19      Afin d’obtenir les 11 800 PLN (environ 2 800 euros) restants, ladite personne a alors conclu, le 22 septembre 2014, un contrat de cession de créance par lequel elle cédait son droit à indemnisation à M. Hofsoe, lequel exerce son activité commerciale à Szczecin (Pologne).

20      Au titre de cette activité, M. Hofsoe se charge lui-même, sur la base d’une cession de créance contractuelle, du recouvrement, auprès de l’assureur, des dommages et intérêts auxquels peut prétendre une personne lésée.

21      Le 2 février 2015, sur la base du contrat de cession de créance visé au point 19 du présent arrêt, M. Hofsoe a saisi le Sąd Rejonowy Szczecin-Centrum w Szczecinie (tribunal d’arrondissement de Szczecin-centre à Szczecin, Pologne) d’une action visant, en principal, la condamnation de LVM au paiement d’une somme de 11 800 PLN (environ 2 800 euros) au titre des dommages et intérêts correspondant aux frais de location d’un véhicule de remplacement.

22      Pour établir la compétence de cette juridiction, en tant que celle du lieu où la personne lésée est domiciliée, M. Hofsoe se prévalait de l’article 20 de la loi sur l’assurance obligatoire, le Fonds de garantie des assurances, et le Bureau polonais des assureurs des risques de circulation automobile) du 22 mai 2003, et de l’arrêt de la Cour du 13 décembre 2007, FBTO Schadeverzekeringen (C‑463/06, EU:C:2007:792).

23      Se fondant sur l’article 9, paragraphe 1, du règlement no 44/2001, lu en combinaison avec l’article 11, paragraphe 2, de ce règlement, LVM contestait toutefois la compétence de cette juridiction polonaise. Elle soutenait, en effet, que la notion de « personne lésée », au sens de l’article 11, paragraphe 2, dudit règlement, devait être interprétée littéralement, de sorte que M. Hofsoe ne pourrait l’attraire devant une juridiction polonaise en sa qualité de cessionnaire de la créance de la personne lésée.

24      Le Sąd Rejonowy Szczecin-Centrum w Szczecinie (tribunal d’arrondissement de Szczecin-centre à Szczecin) s’est toutefois reconnu compétent par une décision du 13 mai 2015.

25      Au soutien de l’appel qu’elle a interjeté contre cette décision devant la juridiction de renvoi, le Sąd Okręgowy w Szczecinie (tribunal régional de Szczecin), LVM soutient principalement que la juridiction de première instance a méconnu l’article 13, paragraphe 2, du règlement no 1215/2012, lu en combinaison avec l’article 11, paragraphe 1, sous b), de ce règlement, en jugeant, contrairement à l’enseignement qui se dégagerait des considérants 15 et 18 dudit règlement et de la jurisprudence de la Cour, que M. Hofsoe devait être perçu comme la partie la plus faible dans le litige. Or, ce dernier serait non pas la personne lésée en tant que telle, mais un professionnel exerçant dans le domaine du recouvrement des créances d’indemnisation auprès des compagnies d’assurances. En outre, en tant que dérogation à la règle générale de compétence énoncée à l’article 4, paragraphe 1, du règlement no 1215/2012, l’article 13, paragraphe 2, de ce règlement devrait faire l’objet d’une interprétation stricte.

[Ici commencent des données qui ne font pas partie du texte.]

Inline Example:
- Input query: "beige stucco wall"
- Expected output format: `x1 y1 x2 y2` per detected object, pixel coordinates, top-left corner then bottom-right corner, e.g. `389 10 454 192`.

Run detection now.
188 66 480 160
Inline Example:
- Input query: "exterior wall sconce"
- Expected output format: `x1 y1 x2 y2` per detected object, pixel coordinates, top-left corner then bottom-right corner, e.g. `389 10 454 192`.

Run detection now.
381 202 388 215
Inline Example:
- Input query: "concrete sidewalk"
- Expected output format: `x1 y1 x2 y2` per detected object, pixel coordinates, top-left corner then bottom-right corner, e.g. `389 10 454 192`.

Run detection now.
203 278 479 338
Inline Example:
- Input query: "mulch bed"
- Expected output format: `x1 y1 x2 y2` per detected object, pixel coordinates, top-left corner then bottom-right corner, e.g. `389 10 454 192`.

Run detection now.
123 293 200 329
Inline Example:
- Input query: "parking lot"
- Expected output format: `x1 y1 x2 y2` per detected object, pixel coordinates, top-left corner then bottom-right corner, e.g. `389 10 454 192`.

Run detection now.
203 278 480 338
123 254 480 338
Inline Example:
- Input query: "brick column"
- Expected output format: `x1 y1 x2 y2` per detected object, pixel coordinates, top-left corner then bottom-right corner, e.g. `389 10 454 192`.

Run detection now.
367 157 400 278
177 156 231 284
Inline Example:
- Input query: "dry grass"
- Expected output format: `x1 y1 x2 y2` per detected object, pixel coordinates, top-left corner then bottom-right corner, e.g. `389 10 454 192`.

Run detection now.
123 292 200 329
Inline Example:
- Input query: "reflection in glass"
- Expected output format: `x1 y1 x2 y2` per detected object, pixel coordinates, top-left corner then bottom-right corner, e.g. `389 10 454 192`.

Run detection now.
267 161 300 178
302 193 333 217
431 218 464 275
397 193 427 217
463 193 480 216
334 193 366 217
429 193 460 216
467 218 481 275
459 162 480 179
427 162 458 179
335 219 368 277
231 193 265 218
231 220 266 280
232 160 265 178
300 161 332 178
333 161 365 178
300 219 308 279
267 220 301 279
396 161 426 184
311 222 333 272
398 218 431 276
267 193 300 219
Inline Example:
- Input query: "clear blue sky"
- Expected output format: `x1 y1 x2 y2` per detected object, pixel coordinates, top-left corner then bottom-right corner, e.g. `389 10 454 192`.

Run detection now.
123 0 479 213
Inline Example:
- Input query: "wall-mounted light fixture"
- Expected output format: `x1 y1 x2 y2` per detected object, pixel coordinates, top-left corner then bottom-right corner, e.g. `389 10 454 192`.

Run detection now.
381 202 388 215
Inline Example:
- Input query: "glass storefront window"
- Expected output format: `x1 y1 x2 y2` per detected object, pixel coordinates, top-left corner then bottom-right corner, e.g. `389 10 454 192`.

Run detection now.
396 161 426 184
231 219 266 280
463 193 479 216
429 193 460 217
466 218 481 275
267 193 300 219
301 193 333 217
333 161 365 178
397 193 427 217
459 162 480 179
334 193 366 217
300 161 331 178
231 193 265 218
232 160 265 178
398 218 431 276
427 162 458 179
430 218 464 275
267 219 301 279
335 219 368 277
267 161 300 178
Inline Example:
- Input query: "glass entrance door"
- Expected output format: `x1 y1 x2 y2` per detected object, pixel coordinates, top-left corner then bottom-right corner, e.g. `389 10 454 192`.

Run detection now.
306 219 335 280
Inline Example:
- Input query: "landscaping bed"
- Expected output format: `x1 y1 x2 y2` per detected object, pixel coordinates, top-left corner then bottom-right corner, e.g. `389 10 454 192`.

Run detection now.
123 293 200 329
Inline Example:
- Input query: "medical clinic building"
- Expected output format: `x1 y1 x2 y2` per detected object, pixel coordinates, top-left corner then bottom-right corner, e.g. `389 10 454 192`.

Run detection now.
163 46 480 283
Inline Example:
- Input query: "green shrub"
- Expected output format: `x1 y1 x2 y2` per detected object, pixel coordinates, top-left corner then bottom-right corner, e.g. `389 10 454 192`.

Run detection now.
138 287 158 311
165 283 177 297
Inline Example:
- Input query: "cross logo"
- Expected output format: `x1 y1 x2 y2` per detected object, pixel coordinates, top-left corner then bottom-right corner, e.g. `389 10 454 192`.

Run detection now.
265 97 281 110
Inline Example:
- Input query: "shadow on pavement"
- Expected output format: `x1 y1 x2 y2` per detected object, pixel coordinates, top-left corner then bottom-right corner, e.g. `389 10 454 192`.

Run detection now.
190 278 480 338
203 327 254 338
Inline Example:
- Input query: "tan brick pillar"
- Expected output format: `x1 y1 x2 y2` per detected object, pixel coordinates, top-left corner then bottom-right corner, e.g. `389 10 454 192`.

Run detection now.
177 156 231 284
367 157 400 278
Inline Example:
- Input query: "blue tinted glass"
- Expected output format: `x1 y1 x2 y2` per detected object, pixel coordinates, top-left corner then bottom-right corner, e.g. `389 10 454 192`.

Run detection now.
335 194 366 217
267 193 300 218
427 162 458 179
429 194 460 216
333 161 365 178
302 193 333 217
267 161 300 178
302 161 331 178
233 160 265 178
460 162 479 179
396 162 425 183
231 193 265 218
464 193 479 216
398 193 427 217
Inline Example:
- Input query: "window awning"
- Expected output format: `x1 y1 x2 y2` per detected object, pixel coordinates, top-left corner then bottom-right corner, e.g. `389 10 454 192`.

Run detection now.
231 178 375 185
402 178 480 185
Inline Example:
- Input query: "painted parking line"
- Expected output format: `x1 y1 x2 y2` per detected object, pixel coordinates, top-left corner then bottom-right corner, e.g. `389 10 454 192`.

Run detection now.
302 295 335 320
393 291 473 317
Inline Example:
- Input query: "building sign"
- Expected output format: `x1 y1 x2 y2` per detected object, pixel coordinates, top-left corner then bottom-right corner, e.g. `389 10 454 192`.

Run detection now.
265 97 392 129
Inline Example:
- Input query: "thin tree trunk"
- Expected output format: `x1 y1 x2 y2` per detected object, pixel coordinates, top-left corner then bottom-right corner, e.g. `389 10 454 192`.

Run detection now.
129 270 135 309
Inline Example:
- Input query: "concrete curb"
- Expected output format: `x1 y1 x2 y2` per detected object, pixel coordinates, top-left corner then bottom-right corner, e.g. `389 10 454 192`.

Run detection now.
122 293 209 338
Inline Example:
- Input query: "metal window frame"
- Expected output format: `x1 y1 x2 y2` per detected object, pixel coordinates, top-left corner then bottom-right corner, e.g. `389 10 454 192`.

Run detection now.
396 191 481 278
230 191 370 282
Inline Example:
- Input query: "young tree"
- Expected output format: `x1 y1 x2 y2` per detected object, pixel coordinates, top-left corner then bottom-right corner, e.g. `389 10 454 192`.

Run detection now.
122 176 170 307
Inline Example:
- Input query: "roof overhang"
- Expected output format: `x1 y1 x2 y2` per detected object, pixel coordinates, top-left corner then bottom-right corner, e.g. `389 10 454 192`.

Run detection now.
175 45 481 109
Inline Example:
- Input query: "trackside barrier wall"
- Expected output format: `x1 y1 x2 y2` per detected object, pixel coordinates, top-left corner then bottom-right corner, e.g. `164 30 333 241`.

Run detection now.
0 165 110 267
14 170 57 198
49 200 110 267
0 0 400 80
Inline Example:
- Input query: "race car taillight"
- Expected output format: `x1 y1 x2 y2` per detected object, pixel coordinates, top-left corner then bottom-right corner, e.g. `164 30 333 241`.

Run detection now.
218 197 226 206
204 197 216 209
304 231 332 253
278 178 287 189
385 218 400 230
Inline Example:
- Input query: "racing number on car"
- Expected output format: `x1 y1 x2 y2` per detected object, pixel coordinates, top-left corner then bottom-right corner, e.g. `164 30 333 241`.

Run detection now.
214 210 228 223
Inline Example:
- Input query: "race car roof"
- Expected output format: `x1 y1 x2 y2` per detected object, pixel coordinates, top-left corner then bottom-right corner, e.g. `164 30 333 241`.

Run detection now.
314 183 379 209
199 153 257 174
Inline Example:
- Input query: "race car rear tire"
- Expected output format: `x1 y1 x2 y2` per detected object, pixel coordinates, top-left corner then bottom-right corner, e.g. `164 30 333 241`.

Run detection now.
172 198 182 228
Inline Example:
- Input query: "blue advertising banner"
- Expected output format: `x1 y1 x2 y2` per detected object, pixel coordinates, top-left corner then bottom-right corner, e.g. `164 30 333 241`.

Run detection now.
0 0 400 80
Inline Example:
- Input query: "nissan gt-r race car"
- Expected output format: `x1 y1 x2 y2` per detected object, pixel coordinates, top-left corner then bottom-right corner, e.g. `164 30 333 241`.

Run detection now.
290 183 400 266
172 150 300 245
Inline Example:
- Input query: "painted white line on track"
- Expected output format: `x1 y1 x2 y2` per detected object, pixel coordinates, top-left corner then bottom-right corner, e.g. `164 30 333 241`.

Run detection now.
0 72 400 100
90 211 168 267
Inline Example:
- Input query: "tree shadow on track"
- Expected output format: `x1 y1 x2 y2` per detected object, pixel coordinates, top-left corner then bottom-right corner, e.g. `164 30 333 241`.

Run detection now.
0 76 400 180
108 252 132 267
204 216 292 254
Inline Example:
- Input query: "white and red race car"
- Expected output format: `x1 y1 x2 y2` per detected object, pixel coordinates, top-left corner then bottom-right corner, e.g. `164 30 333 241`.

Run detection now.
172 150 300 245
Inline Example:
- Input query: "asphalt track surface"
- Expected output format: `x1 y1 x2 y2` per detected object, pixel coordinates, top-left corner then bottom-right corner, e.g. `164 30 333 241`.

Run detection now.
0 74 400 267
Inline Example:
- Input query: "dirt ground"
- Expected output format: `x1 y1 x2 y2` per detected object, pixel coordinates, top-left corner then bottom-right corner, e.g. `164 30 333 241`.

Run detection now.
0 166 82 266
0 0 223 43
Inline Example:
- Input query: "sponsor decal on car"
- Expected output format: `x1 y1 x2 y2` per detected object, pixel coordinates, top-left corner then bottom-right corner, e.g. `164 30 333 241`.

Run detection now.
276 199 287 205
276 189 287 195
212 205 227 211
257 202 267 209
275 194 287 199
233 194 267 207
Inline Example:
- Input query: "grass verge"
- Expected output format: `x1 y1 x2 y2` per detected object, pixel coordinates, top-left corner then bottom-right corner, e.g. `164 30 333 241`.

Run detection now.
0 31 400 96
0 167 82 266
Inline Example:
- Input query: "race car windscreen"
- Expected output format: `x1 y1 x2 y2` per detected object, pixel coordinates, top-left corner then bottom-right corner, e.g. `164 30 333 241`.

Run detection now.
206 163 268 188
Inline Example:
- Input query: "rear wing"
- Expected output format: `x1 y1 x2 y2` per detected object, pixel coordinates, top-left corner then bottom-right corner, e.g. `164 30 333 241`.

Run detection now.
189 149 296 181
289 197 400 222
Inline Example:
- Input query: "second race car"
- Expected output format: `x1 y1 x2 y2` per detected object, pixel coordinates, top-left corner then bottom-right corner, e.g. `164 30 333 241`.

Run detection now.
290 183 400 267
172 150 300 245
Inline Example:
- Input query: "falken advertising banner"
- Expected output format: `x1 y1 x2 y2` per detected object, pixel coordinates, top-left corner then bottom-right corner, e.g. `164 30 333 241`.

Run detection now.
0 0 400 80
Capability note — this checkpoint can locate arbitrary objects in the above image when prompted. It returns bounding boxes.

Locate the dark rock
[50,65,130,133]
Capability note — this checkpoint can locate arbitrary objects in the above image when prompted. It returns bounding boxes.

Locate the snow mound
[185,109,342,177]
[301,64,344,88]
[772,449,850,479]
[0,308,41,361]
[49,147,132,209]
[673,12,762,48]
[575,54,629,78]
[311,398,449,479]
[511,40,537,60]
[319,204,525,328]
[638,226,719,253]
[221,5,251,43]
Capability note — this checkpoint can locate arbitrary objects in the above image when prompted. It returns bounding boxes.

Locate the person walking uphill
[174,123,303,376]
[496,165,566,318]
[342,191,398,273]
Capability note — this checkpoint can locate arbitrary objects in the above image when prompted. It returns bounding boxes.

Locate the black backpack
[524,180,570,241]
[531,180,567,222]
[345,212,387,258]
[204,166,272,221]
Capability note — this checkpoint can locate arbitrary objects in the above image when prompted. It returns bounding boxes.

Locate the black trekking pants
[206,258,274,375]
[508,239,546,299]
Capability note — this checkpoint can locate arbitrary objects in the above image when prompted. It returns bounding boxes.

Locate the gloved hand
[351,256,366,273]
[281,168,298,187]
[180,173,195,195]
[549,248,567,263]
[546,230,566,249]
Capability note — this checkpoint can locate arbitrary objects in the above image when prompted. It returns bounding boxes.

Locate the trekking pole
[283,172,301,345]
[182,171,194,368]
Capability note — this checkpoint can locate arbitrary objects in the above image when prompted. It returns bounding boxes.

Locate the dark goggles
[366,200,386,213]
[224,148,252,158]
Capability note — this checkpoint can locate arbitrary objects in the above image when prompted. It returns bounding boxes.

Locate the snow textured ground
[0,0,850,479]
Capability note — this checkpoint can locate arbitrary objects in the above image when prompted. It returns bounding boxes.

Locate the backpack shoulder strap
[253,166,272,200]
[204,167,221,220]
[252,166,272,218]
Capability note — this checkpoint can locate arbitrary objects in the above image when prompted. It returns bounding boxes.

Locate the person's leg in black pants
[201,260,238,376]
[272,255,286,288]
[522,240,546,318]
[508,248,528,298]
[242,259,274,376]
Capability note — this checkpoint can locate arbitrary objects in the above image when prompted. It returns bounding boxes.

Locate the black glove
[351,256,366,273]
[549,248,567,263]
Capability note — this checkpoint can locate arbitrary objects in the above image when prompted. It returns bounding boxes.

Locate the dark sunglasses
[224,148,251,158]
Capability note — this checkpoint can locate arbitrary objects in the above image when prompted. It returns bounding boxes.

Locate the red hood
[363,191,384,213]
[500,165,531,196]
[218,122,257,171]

26      M. Hofsoe soutient, pour sa part, que l’attribution de compétence au juge du lieu où le preneur d’assurance, l’assuré ou un bénéficiaire est domicilié, prévue à l’article 9, paragraphe 1, sous b), du règlement no 44/2001, qui a été remplacé par l’article 11, paragraphe 1, sous b), du règlement no 1215/2012 (ci‑après le « forum actoris »), n’est pas exclusivement réservée à la personne directement lésée, de sorte que le cessionnaire de la créance de la personne lésée serait également fondé à s’en prévaloir.

27      La juridiction de renvoi estime nécessaire d’interroger la Cour dans la mesure où le champ d’application ratione personae de l’attribution de juridiction prévue à l’article 11, paragraphe 1, sous b), du règlement no 1215/2012 dépendrait, en l’occurrence, de l’interprétation de la notion de « personne lésée », au sens de l’article 13, paragraphe 2, de ce règlement. En effet, la compétence de la juridiction de renvoi ne serait établie que si l’on considérait que la notion de « personne lésée » englobe un professionnel du secteur de l’assurance, cessionnaire de la créance d’indemnisation détenue par la personne directement lésée à l’encontre de l’assureur du véhicule à l’origine d’un accident de la route.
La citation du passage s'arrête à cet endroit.